Indonesia will have to do some serious cost-benefit analysis if it is to host the 2032 Olympics and bring the world’s biggest multi-sport event to Southeast Asia for the first time. Officially submitting their application at the International Olympic Committee’s (IOC) headquarters in Switzerland this week, a successful bid would be a major coup for the region’s largest economy.
Indonesia was praised by the IOC for the smooth execution of the 2018 Asian Games and is using that platform to bid for the Olympics, following the example of China, Japan and South Korea.
Whether the bid is a ploy by Indonesian president Joko “Jokowi” Widodo ahead of April’s elections remains to be seen, but the fact that the country is even considering hosting the Olympics has come as a surprise. The cost of hosting the Games is substantial to say the least and more often than not is underestimated by the host nation.
While the Olympics has generally been seen as a way to reach an audience of two billion people, boost tourism and create lasting infrastructure, countries around the world are increasingly wary of the hosting this mega event due to cost overruns, the risk of debts and unsightly white elephants.
A report by the University of Oxford’s Saïd Business School in 2016 found that the average cost of hosting the Summer Olympics from 1960 to 2016 was US$5.2 billion, with the figure rising to US$8.9 billion for the six most recent Games – including the Winter Olympics – held from 2004 to 2014. The sum does not include road, rail, airport, and hotel infrastructure, which often costs more than the Games itself.
More worryingly, the report titled ‘The Oxford Olympics Study 2016 - Cost and Cost Overrun at the Games,’ found that all Olympics, without exception, have cost overrun. In fact, it has the highest average cost overrun of any type of megaproject at 156 percent in real terms. By comparison, the average cost overrun of major transportation projects such as roads is 20 percent, bridges and tunnels 34 percent, railways 45 percent and dams 90 percent.
Take for example the Tokyo 2020 Olympics. Hosting costs for the Games were projected at US$7.3 billion when the Japanese capital won the bid in 2013. This figure now stands at US$25 billion. Japanese taxpayers are expected to pick up 80 percent of the final bill in what is expected to be the most expensive Olympics in history.
Hosted during the country’s worst recession in 25 years, organisers of the 2016 Rio Olympics still owe suppliers and other third parties up to US$159 million and have tried to settle some of its debts by offering creditors building materials, air conditioners and electric cables. The cuts on healthcare, education and security during and after the Olympics made it a hugely unpopular event for Brazilians. From an initial cost of US$3 billion, Brazil ended up having to fork out US$13 billion for the Games. The IOC contributed just US$1.5 billion in contrast.

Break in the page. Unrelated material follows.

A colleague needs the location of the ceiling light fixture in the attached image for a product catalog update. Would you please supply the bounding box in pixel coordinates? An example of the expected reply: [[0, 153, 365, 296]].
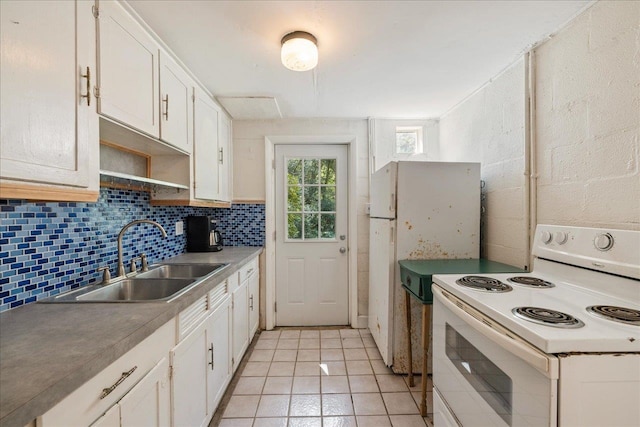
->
[[281, 31, 318, 72]]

Barriers to organising the Olympics
With the rupiah reaching a record-low late last year at levels not seen since the Asian financial crisis, Indonesia’s volatile currency combined with the ongoing US-China trade war and rising oil prices will all be concerns for private and public investors.
Infrastructure in the country of 17,000 islands was described as “inefficient” by Indonesian presidential candidate Prabowo Subianto earlier this week, and critics of Indonesia’s Olympic plan will argue that there are better ways to spend money than on the megaproject – especially with the current backlog of airports, railroads, highways and dams yet to be completed.
Jakarta’s notorious traffic gridlock will make logistics a nightmare, although the Mass Rapid Transit (MRT) system which will begin its first stage of operations next month is expected to provide a respite to the problem.
Natural disasters have placed Indonesia firmly in the limelight over the past few years. Faced with failing warning systems for tsunamis and earthquakes and a lack of education on evacuation procedures, the money used for the Olympics could instead be diverted to humanitarian assistance. Extremism, radicalism and terrorism are also some of the other threats Indonesia has to consider seriously.
Red tape and corruption have long been hallmarks of developing countries. Allegations of vote-buying, doping and corruption are recurrent themes for the IOC. A stringent system of checks and balances should be enforced to prevent such issues from repeating itself if Indonesia is to win the bid.
Transparency, strict control over spending and a strong legacy plan for sustainable development will go a long way in easing Indonesians’ fears of mismanagement if the Olympics is to be hosted in the country.
If such measures are not introduced, Indonesia risks joining the long list of countries wondering whether hosting the Olympics was worth the cost.